Economists have sifted through large data sets to uncover how people make decisions that affect their own mortality. How much will people spend on a safer car to reduce their chance of dying in an accident by 1% over the life of the car? How much more do you have to pay people to take dangerous jobs? How much more do houses cost in safe neighborhoods?
These studies typically show that people value their own lives at between three and ten million dollars. I’ve heard a number of economists use a value of $8 million per life, so that’s what I’m going to use.
Finally, we can plug in all the numbers. According to the paper, executing someone could cost around $30 million dollars. Add to this the value of the executed criminal’s life (he counts too) and an execution has a cost to society of $38 million. On the other hand, the 18 lives saved are worth $144 million. Therefore, under our assumptions, the death penalty provides a net benefit to society of $106 million per execution.
That’s great for the death penalty, but only if it’s true. For example, the benefit goes away completely if we use the alternate cost estimate obtained in California. In that case, the $144 million value of the averted murder victims pales in comparison to the $258 million cost of the execution.
There’s also the problem that these studies are difficult to perform and not terribly robust. The Death Penalty Information Center’s report refers to a summary paper (Uses and Abuses of Empirical Evidence in the Death Penalty Debate by John J Donohue and Justin Wolfers) which argues for an interpretation of the data that finds no significant deterrent effect. For one thing, all of the benefits seem to be concentrated in Texas. Drop that one state from the data, and executions have no significant effect on the murder rate. Or keep Texas and simply weight the data by population, and again the benefits vanish.
(If this data is meaningful, it tends to confirm some criminologists’ opinions that that the deterrent effect does not emerge until you start to execute a lot of people. Killing one or two criminals a year just won’t get people’s attention. Not enough to rise above the noise.)
Basic economic theory says that people respond to incentives, and that’s pretty much what we find whenever we study human behavior, so I’m confident that executions must have some deterrent effect. But if we believe Donohue and Wolfers, then it seems unlikely the effect is very large. I’ve heard of other studies which conclude that each execution only deters 3 murders. That’s $24 million worth of human lives saved at a cost of $38 million—almost $13 million each—which is a poor bargain. And the true deterrent factor could be much smaller.

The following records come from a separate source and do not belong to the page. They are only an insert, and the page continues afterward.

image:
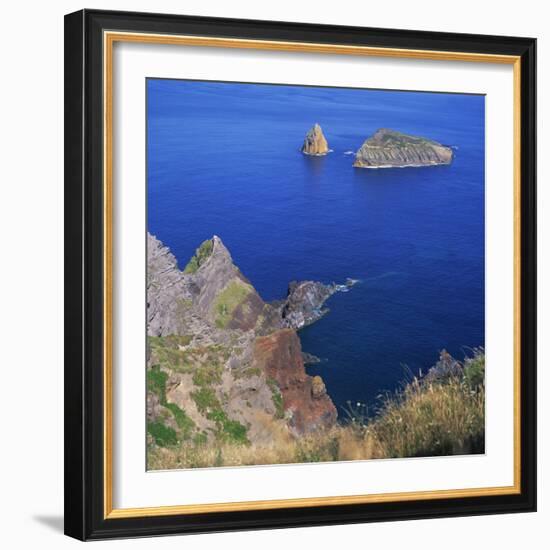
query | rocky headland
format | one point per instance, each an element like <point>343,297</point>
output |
<point>224,365</point>
<point>391,149</point>
<point>315,142</point>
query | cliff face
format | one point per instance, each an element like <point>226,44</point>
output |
<point>388,148</point>
<point>315,142</point>
<point>306,403</point>
<point>221,364</point>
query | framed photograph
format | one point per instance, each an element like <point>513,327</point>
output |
<point>300,274</point>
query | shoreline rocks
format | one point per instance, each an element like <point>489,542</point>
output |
<point>315,143</point>
<point>391,149</point>
<point>222,358</point>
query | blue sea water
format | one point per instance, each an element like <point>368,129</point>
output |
<point>224,158</point>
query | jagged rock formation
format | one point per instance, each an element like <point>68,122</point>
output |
<point>388,148</point>
<point>304,303</point>
<point>279,355</point>
<point>305,300</point>
<point>223,364</point>
<point>315,142</point>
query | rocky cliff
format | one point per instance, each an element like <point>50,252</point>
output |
<point>388,148</point>
<point>223,365</point>
<point>315,142</point>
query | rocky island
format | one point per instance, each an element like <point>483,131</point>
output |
<point>391,149</point>
<point>223,365</point>
<point>315,142</point>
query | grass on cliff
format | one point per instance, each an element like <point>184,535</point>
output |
<point>427,417</point>
<point>228,300</point>
<point>201,255</point>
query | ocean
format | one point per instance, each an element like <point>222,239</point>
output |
<point>224,159</point>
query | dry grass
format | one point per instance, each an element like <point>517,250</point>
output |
<point>426,418</point>
<point>339,443</point>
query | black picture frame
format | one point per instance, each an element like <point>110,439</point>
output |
<point>84,282</point>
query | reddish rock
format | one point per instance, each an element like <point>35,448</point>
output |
<point>309,407</point>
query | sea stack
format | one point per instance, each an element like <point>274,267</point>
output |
<point>392,149</point>
<point>315,142</point>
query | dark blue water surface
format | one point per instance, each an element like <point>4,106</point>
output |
<point>225,159</point>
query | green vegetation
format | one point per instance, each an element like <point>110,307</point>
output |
<point>395,138</point>
<point>428,417</point>
<point>185,424</point>
<point>163,435</point>
<point>156,383</point>
<point>277,398</point>
<point>201,255</point>
<point>231,297</point>
<point>205,399</point>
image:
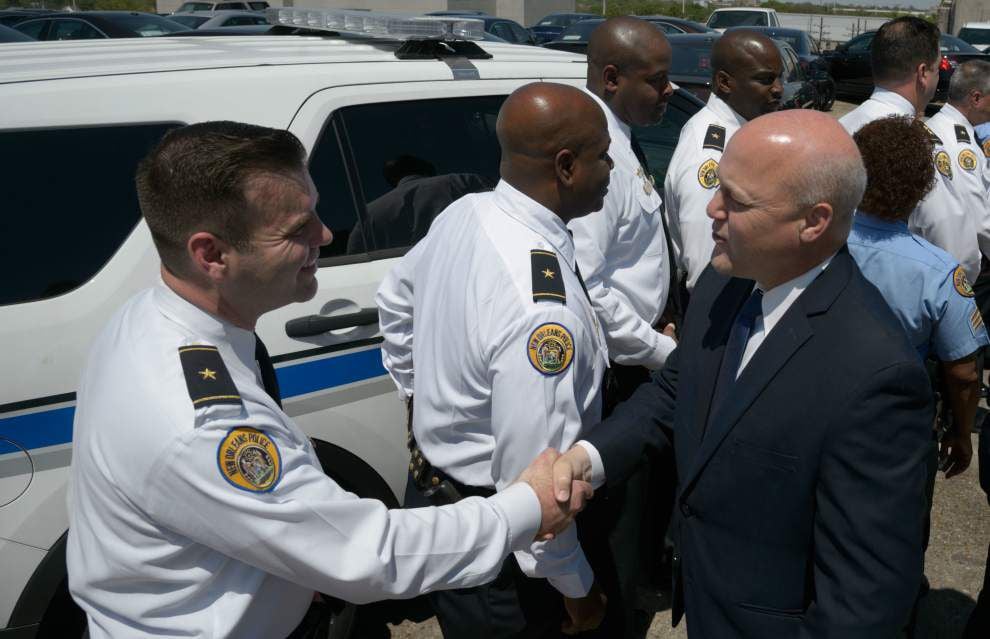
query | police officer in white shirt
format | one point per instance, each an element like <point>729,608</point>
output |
<point>957,216</point>
<point>197,507</point>
<point>746,70</point>
<point>507,356</point>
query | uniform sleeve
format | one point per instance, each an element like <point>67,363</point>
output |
<point>257,495</point>
<point>538,368</point>
<point>959,330</point>
<point>690,185</point>
<point>631,339</point>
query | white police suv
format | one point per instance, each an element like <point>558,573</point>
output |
<point>375,99</point>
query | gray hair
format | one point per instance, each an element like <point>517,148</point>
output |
<point>972,75</point>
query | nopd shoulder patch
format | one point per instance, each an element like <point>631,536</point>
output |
<point>962,135</point>
<point>714,138</point>
<point>206,376</point>
<point>248,459</point>
<point>548,283</point>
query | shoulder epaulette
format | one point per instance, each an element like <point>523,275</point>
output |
<point>207,377</point>
<point>714,138</point>
<point>548,283</point>
<point>962,135</point>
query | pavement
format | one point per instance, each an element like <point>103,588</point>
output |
<point>954,563</point>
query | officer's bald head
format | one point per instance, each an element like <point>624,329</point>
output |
<point>746,70</point>
<point>554,141</point>
<point>628,63</point>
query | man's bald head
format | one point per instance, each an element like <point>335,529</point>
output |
<point>746,70</point>
<point>554,141</point>
<point>790,182</point>
<point>628,63</point>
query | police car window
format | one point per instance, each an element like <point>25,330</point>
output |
<point>413,159</point>
<point>69,200</point>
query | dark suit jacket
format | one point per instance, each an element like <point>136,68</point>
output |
<point>799,507</point>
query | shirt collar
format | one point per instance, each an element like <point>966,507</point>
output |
<point>722,109</point>
<point>778,299</point>
<point>898,102</point>
<point>205,326</point>
<point>537,218</point>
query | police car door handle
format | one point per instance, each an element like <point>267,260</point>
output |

Understand that I’m not saying we shouldn’t spend tens or hundreds of millions of dollars to save lives. What I’m saying is that resources are scarce (economic crisis or not), so if we decide to spend money saving lives, we should be careful to spend it in a way that will save the most lives possible, which probably isn’t on executions.
In California, for example, the death penalty costs $137 million per year, but with one execution every other year, even using the highest estimates of the deterrence effect, they are preventing only 9 deaths per year. I’m having trouble finding figures, but that sounds like enough to hire hundreds of additional police officers, firefighters, and EMTs, or to cover the unreimbursed operating costs of maybe a dozen Level I trama centers (it depends on the patient mix), or to fund better infection control protocols in the state’s hospitals.
There are dozens of things that might change the benefit-cost calculation for executions, and I can’t possibly consider them all here, but if saving lives is the reason for executing criminals, I think there are better ways to spend our money.